Read your tenancy agreement – properly!
This sounds simple, but according to the National Landlords Association (NLA) around 40% of tenants don't bother doing this.
"This is normally the main cause for issues that occur between them and their landlords," says the NLA's head of policy Chris Norris.
"Simply put, the easiest way to keep your landlord happy is to read and understand your tenancy agreement before you sign it and move in."
Don't be sneaky
If your contract says no pets, that means no pets. Landlords aren't idiots (generally) and can tell if a cat or a dog has been rubbing its pungent smell into the carpet over a prolonged period of time.
"I went to do a routine inspection at my rental property and the tenant told me she was just watching her friend's cat for the weekend," says Sarah Franklin from Edinburgh.
"That would have been fine, except it was quite obvious that cat had been there for a long time. I lost all trust in my tenant after that."
The same applies to subletting. If you're planning on being away from the property for an extended period, let your landlord know – you might be able to work something out.
Subletting without the proper paperwork in place can be a total legal nightmare if something goes wrong.
Get to know your neighbours
Knowing your neighbours has lots of benefits. You'll have someone to keep an eye on your place while you're away and to sign for deliveries if you're not in, plus it demonstrates your commitment to being a part of the local community, which makes you look like the responsible sort.
Geraldine Murphy, an 'older' landlady from Cardiff (her words), used to live in her rental property and is still friendly with the neighbours.
"They always tell me if a tenant has popped round to say hello or gives a friendly wave in the morning. I find it reassuring."
Also, be on good terms with your neighbours and they'll be more likely to take up any complaints with your directly – such as a noisy dog or loud music – instead of reporting it to your landlord.
Don't forget the garden
If you've got a garden, check whether your agreement covers its maintenance.
"It's all well and good keeping the gaff tidy," says Ryan, "but it's mighty frustrating if you let the garden turn into a jungle."
Take your stuff with you
"Some tenants think they're being helpful by leaving items such as crockery or bedding behind," says south Wales-based landlady Gillian Thomas, "but it's just a massive inconvenience. I've got better things to do than sort your junk out before new tenants arrive."
Say if something goes wrong
Some tenants are worried about reporting issues because they don't want to create trouble, but as the NLA's Chris Norris says, they needn't be.
"Landlords won't look to evict you for reporting issues or repairs that are necessary. On the contrary they are more likely to be grateful – letting them know as soon as you notice something will probably save them money, so make sure you do it before it gets out of hand.
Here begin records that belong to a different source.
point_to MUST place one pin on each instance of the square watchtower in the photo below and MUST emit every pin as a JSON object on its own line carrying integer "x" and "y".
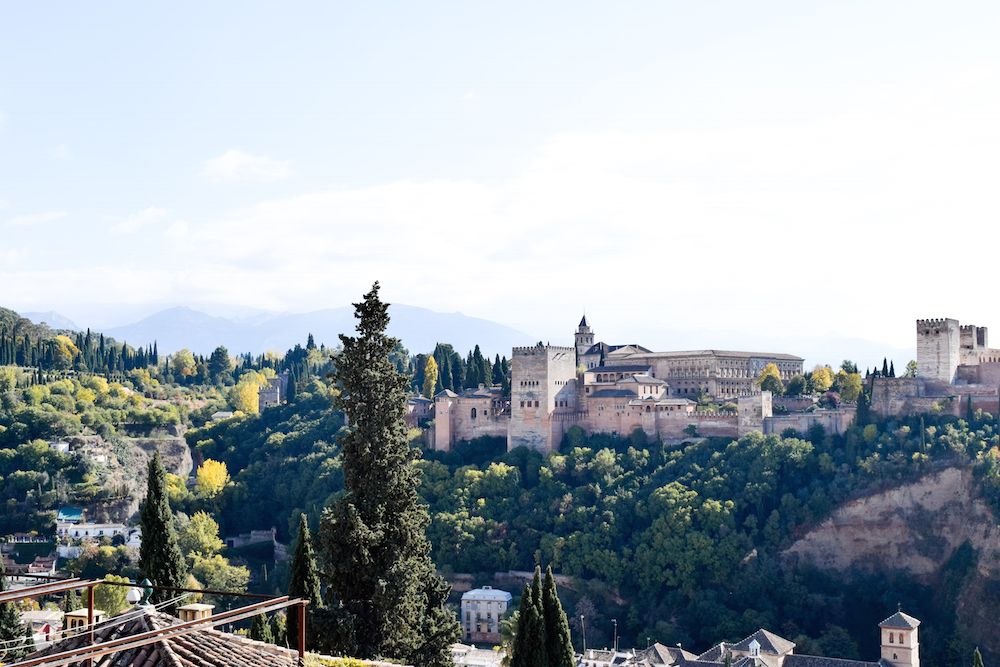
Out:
{"x": 541, "y": 379}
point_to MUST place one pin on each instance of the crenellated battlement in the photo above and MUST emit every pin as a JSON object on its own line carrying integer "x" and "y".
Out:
{"x": 541, "y": 349}
{"x": 936, "y": 322}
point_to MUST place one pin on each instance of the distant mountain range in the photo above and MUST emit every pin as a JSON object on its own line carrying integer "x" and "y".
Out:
{"x": 53, "y": 319}
{"x": 419, "y": 329}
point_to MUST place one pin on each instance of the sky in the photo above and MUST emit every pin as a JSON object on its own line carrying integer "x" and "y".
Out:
{"x": 764, "y": 170}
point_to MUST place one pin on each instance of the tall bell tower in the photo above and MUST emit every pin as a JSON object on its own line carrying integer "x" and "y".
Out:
{"x": 900, "y": 647}
{"x": 584, "y": 338}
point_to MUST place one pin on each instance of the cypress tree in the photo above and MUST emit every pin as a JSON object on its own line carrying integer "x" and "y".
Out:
{"x": 260, "y": 629}
{"x": 11, "y": 627}
{"x": 863, "y": 415}
{"x": 388, "y": 601}
{"x": 530, "y": 648}
{"x": 303, "y": 579}
{"x": 160, "y": 558}
{"x": 558, "y": 644}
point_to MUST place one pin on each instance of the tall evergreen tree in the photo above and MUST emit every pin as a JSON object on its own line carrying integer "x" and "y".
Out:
{"x": 558, "y": 644}
{"x": 11, "y": 627}
{"x": 160, "y": 558}
{"x": 530, "y": 648}
{"x": 303, "y": 578}
{"x": 387, "y": 597}
{"x": 862, "y": 417}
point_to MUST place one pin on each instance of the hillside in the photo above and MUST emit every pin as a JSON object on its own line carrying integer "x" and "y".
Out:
{"x": 419, "y": 329}
{"x": 920, "y": 528}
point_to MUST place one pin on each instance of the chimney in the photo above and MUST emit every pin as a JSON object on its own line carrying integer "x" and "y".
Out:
{"x": 195, "y": 612}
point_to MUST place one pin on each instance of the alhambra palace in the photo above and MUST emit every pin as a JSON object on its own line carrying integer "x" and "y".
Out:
{"x": 618, "y": 389}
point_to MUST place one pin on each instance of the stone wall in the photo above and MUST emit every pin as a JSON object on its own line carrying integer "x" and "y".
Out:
{"x": 538, "y": 375}
{"x": 938, "y": 348}
{"x": 833, "y": 421}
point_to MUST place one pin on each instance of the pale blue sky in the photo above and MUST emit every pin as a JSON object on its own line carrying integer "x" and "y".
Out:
{"x": 772, "y": 167}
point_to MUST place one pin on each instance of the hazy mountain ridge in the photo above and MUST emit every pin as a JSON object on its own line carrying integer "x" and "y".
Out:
{"x": 419, "y": 329}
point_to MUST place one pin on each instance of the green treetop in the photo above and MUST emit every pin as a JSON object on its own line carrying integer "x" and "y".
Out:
{"x": 160, "y": 558}
{"x": 558, "y": 644}
{"x": 303, "y": 578}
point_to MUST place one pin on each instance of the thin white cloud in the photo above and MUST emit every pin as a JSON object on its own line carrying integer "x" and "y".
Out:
{"x": 34, "y": 219}
{"x": 239, "y": 166}
{"x": 141, "y": 220}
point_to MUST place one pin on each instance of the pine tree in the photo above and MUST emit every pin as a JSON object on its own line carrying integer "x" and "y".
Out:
{"x": 303, "y": 579}
{"x": 260, "y": 629}
{"x": 160, "y": 558}
{"x": 388, "y": 601}
{"x": 11, "y": 627}
{"x": 558, "y": 644}
{"x": 530, "y": 648}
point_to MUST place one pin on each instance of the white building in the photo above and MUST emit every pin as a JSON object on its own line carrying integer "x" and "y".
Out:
{"x": 482, "y": 610}
{"x": 81, "y": 531}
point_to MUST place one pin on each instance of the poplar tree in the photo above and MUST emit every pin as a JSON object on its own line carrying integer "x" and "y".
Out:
{"x": 386, "y": 599}
{"x": 303, "y": 578}
{"x": 160, "y": 558}
{"x": 558, "y": 644}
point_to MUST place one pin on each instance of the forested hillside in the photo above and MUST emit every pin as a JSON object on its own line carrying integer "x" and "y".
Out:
{"x": 680, "y": 543}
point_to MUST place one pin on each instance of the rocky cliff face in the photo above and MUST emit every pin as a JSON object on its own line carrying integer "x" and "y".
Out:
{"x": 916, "y": 528}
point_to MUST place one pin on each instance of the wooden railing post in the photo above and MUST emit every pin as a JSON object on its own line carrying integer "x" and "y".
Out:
{"x": 90, "y": 619}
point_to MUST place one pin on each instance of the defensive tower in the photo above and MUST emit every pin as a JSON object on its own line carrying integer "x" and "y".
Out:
{"x": 542, "y": 378}
{"x": 938, "y": 348}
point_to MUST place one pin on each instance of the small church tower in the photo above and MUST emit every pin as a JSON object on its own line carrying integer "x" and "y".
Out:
{"x": 584, "y": 338}
{"x": 900, "y": 647}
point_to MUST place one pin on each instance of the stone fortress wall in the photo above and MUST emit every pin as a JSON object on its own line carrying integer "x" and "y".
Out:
{"x": 956, "y": 371}
{"x": 611, "y": 389}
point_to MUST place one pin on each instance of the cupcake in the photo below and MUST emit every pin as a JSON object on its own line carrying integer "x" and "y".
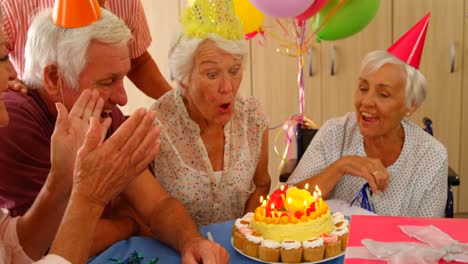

"Leaving or letting things fester could mean a more expensive issue for your landlord to remedy in the long run."
Sort out your bills
Make sure all your utilities are accounted for and paid up while you're living in the property, and all final bills are settled before you move out.
"I had one tenant who sorted absolutely nothing in the way of bills during the entire duration of their tenancy," says Sarah.
"When she moved out I was hit with all sorts of demands and legal threats from utilities providers. It was a complete nightmare, but eventually we tracked her down and she was liable for a huge sum of money."
Treat the place as if it were your own
"I think sometimes tenants see their rental property as a crash pad – because it's not really theirs they don't really care about it," says Jo Turner from Hereford, who's been renting out her flat for more than a decade.
"I know some landlords are simply property tycoons and don't really care what happens as long as they get their cash, but for others – like me – their property is an investment and often full of treasured memories.
"Treat it with respect and you'll be respected in kind."